Meu pai, que foi goleiro, que jogou em muitos clubes da cidade, que se tornou profissional, que defendeu o Esporte Clube Taubaté, que chegou a ser cotado pra Seleção, que defendia a bola com uma única mão, não gostava de futebol. Epa! Peraí. Não... Não é bem assim... Tá, ele gostava. Gostava sim. Mas digamos que com o tempo, desgostou. O futebol pra ele perdeu o encanto. O romantismo vai. Não torcia pra time nenhum. Diziam que era são- aulino. Ele negava. Não assistia a jogos na tevê. Nos domingos à tarde, quando eu o convidava para ir ao Esporte, ele preferia o cochilo. 

Eu não entendia muito bem esse seu comportamento. Alguém que viveu no meio, de repente, desgosta de tudo? Mas acho que agora, 11 anos após a sua morte, eu começo a entendê-lo um pouco.

A ficha caiu no domingo à tarde, depois de assistir ao primeiro tempo do jogo Santos e Flamengo, pelo Campeonato Brasileiro de Futebol. Desliguei a tevê e pra lá só retornei quando a Cultura apresentava o “Metrópolis”. Optei por uma arrumação na minha bagunçada mesa de trabalho. Isso me deixou encabulado. Eu, hein? O que tá acontecendo? Foi aí que comecei a entender.

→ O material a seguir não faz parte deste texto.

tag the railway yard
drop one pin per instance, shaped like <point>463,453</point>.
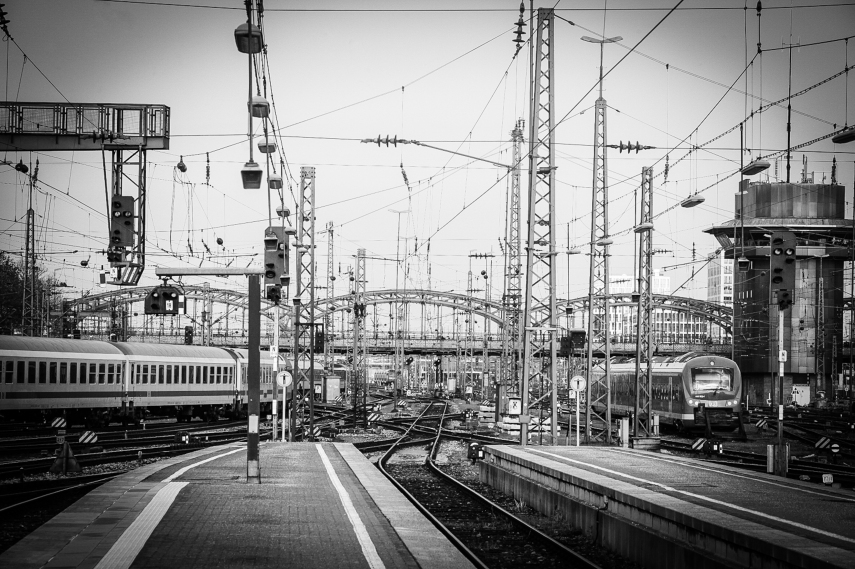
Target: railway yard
<point>431,466</point>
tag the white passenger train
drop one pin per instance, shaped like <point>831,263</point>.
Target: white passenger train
<point>97,382</point>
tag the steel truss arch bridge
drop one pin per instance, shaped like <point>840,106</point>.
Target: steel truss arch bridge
<point>710,323</point>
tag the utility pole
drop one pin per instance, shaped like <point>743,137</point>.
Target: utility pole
<point>329,320</point>
<point>599,334</point>
<point>512,299</point>
<point>359,353</point>
<point>539,332</point>
<point>304,298</point>
<point>399,340</point>
<point>643,424</point>
<point>29,308</point>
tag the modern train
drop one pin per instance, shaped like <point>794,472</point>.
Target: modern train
<point>95,382</point>
<point>688,391</point>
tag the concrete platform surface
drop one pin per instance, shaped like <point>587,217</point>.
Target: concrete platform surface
<point>318,505</point>
<point>801,508</point>
<point>667,511</point>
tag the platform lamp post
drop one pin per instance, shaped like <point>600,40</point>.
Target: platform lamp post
<point>249,41</point>
<point>295,382</point>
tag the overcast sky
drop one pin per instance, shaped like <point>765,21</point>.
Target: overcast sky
<point>441,72</point>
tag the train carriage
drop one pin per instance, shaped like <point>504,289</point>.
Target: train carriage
<point>41,374</point>
<point>192,380</point>
<point>687,391</point>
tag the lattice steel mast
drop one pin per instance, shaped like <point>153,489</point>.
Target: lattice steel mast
<point>540,317</point>
<point>329,321</point>
<point>359,351</point>
<point>643,370</point>
<point>304,298</point>
<point>599,336</point>
<point>511,334</point>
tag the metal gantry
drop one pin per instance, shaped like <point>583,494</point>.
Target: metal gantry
<point>539,361</point>
<point>360,353</point>
<point>598,400</point>
<point>644,339</point>
<point>304,298</point>
<point>329,321</point>
<point>512,299</point>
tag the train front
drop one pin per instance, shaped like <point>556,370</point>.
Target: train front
<point>712,389</point>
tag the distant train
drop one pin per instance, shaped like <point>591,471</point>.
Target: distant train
<point>96,382</point>
<point>688,390</point>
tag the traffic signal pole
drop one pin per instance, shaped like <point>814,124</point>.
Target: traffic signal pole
<point>253,379</point>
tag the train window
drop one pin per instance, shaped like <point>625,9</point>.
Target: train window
<point>711,379</point>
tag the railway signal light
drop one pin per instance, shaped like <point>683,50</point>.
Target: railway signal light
<point>782,266</point>
<point>319,341</point>
<point>122,221</point>
<point>275,262</point>
<point>165,300</point>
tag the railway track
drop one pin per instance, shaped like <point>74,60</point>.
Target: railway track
<point>488,534</point>
<point>797,469</point>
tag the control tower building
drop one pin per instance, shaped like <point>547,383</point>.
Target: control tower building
<point>813,325</point>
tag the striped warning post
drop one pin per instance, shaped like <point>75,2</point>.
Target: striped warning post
<point>88,437</point>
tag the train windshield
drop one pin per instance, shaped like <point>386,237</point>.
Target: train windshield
<point>712,379</point>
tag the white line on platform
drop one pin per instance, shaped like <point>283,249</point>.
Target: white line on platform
<point>181,471</point>
<point>131,542</point>
<point>368,549</point>
<point>698,496</point>
<point>735,475</point>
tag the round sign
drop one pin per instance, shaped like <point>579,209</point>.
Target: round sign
<point>284,379</point>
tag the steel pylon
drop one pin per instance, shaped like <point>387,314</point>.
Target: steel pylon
<point>539,361</point>
<point>329,321</point>
<point>643,348</point>
<point>360,353</point>
<point>512,300</point>
<point>304,309</point>
<point>598,401</point>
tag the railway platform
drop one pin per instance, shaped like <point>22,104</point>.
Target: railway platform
<point>318,505</point>
<point>670,512</point>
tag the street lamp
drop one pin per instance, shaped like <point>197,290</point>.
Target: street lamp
<point>248,40</point>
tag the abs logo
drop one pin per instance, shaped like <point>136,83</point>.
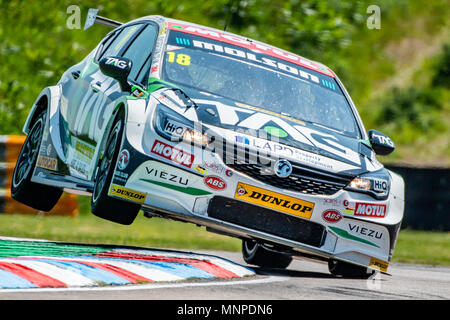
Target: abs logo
<point>215,182</point>
<point>282,168</point>
<point>331,216</point>
<point>124,159</point>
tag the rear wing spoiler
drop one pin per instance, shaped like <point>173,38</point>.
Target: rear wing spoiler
<point>94,18</point>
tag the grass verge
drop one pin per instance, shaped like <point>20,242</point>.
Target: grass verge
<point>418,247</point>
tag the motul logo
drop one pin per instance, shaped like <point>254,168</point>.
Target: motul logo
<point>370,210</point>
<point>173,154</point>
<point>215,183</point>
<point>331,216</point>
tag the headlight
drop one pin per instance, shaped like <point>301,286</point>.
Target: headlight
<point>176,128</point>
<point>376,184</point>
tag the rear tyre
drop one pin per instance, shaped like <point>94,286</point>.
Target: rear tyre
<point>348,270</point>
<point>102,205</point>
<point>38,196</point>
<point>254,253</point>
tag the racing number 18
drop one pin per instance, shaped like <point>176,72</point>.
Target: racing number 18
<point>181,58</point>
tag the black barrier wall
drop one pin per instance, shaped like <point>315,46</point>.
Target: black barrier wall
<point>427,197</point>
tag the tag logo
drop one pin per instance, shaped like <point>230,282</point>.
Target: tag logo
<point>215,182</point>
<point>173,154</point>
<point>370,210</point>
<point>127,194</point>
<point>124,159</point>
<point>331,216</point>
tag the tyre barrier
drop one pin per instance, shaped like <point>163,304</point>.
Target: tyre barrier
<point>10,147</point>
<point>427,197</point>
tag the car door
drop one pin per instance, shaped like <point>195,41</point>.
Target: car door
<point>87,100</point>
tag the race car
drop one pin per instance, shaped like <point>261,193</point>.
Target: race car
<point>200,125</point>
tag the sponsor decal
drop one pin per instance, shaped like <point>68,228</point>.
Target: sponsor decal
<point>273,200</point>
<point>171,153</point>
<point>188,190</point>
<point>124,159</point>
<point>49,149</point>
<point>365,231</point>
<point>331,216</point>
<point>165,175</point>
<point>217,168</point>
<point>332,202</point>
<point>122,64</point>
<point>200,170</point>
<point>383,140</point>
<point>174,128</point>
<point>370,210</point>
<point>215,182</point>
<point>47,163</point>
<point>127,193</point>
<point>378,264</point>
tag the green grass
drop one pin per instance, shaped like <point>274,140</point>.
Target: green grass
<point>419,247</point>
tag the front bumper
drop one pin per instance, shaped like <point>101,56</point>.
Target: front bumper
<point>179,190</point>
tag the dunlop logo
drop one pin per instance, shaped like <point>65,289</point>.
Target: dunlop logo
<point>127,193</point>
<point>273,200</point>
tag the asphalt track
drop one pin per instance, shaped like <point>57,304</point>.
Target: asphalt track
<point>303,280</point>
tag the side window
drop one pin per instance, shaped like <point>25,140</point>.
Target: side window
<point>115,45</point>
<point>140,52</point>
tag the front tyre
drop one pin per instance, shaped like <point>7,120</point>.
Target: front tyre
<point>257,254</point>
<point>102,205</point>
<point>38,196</point>
<point>348,270</point>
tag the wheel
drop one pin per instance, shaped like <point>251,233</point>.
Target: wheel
<point>348,270</point>
<point>35,195</point>
<point>102,205</point>
<point>257,254</point>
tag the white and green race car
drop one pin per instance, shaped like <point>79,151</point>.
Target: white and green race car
<point>200,125</point>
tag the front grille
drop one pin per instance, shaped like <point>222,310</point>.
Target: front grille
<point>299,181</point>
<point>266,220</point>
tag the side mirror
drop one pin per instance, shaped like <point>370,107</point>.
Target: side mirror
<point>118,68</point>
<point>381,143</point>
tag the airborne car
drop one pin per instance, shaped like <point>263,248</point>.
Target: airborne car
<point>204,126</point>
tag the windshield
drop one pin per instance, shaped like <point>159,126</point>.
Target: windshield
<point>258,80</point>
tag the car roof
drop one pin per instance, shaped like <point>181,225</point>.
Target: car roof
<point>235,39</point>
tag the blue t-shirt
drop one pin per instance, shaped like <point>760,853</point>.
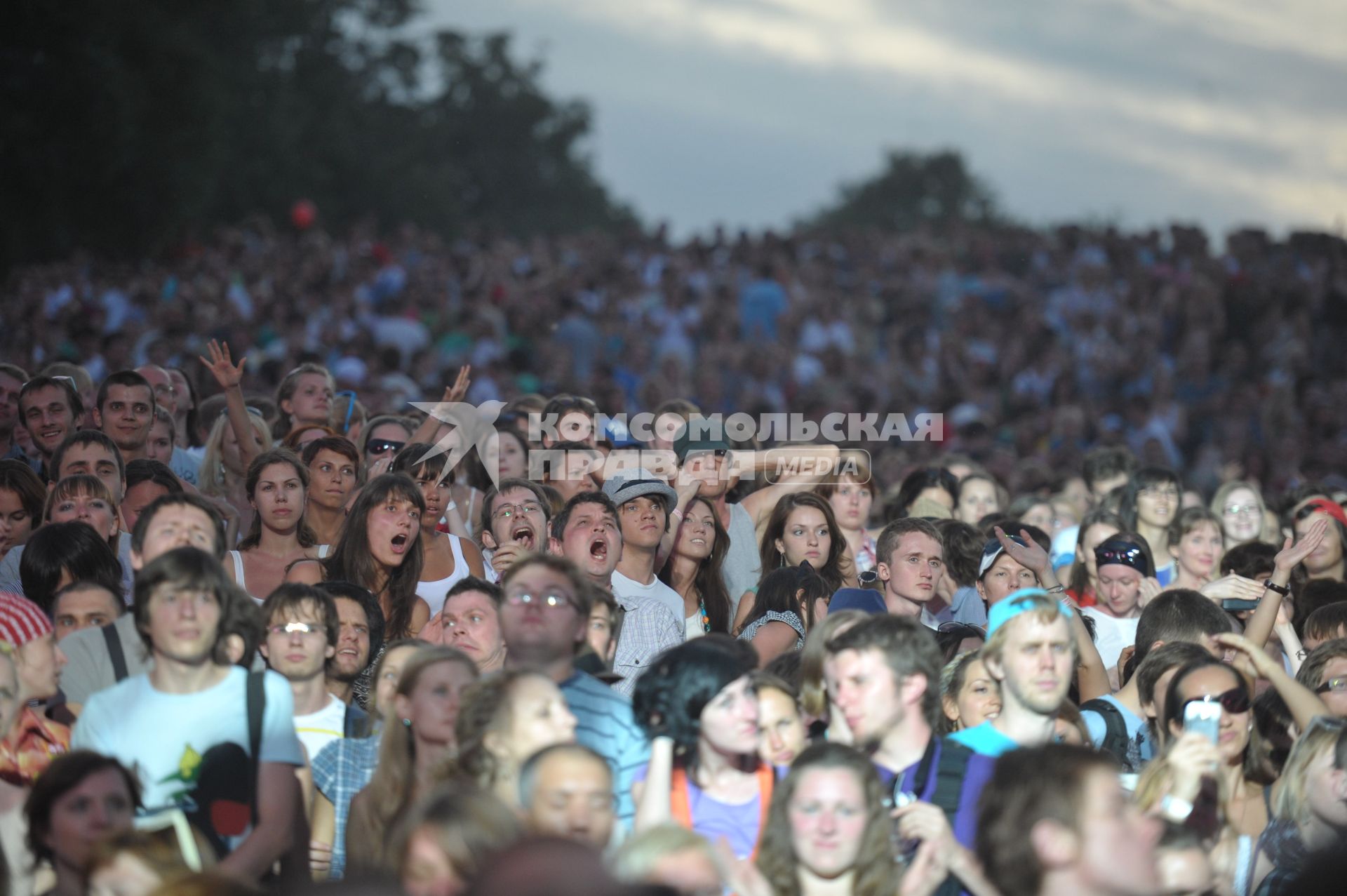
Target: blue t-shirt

Primeiro a arrumação. Vamos lá. A verdade, meu amável leitor, é que eu me encontro no caos. Esse é o problema. Você, não? Pois é... Eu, sim. Uma conta pra pagar, um papel com a impressão de uma crônica do Veríssimo, o nome do médico indicado por um amigo, uma anotação, livros, agenda, óculos escuros, papéis, enfim. Mas tudo que eu quiser eu acho nesse caos da minha mesa. No meu caos. De repente, minha mulher dá uma passadinha pelo escritório e deixa a mesa um brinco. Tudo organizado e limpo. E eu não encontro mais nada. Pois num domingo à tarde, depois de uma cachacinha, um almoço em família, largar o futebol pra arrumar mesa de trabalho?  Devo estar ficando doido!

Mas foi aí que a coisa começou a fazer sentido. Que futebol? Esse aí, meus camaradas? Essas peladinhas? Nada! Futebol acabou. Não existe mais. Pelo menos por esses campos daqui, porque Atlético e Real foi um jogaço! Não sei diagnosticar a raiz do problema. Acho que um pouco tem a ver com a televisão, o negócio em si. A televisão banalizou o futebol. Jogo toda quarta e domingo? Cansa! Até a eternidade cansa, não? Lembro-me que antigamente não se passava jogo na tevê com tanta frequência. Talvez por isso, o produto era mais interessante. Lembro-me que os jogos no Rio, no domingo, eram às cinco da tarde. Maracanã lotado. Fla-Flu. Uma beleza. Aí veio a tevê e mudou o horário. Não, não. No Rio, jogo tem de ser às cinco. Tem mais a cara do Rio.

Mas por virar negócio, aquele romantismo ingênuo tão característico das pelejas de antigamente se perdeu. Veja como as pessoas se divertem com futebol amador. Outro dia um jornalista disse que alguns jogos da rodada foram ofensas ao futebol. Imagino que Garrincha, Sócrates, Telê Santana e tantos outros devam estar se contorcendo.

Meu pai, um visionário, já devia estar vendo tudo. Hoje, na hora de jogo, acho mais interessante arrumar a mesa de trabalho. E sem remorso. Pelo menos a gente descobre preciosidades como essa crônica deliciosa do Veríssimo sobre aniversário de casamento. É hilária.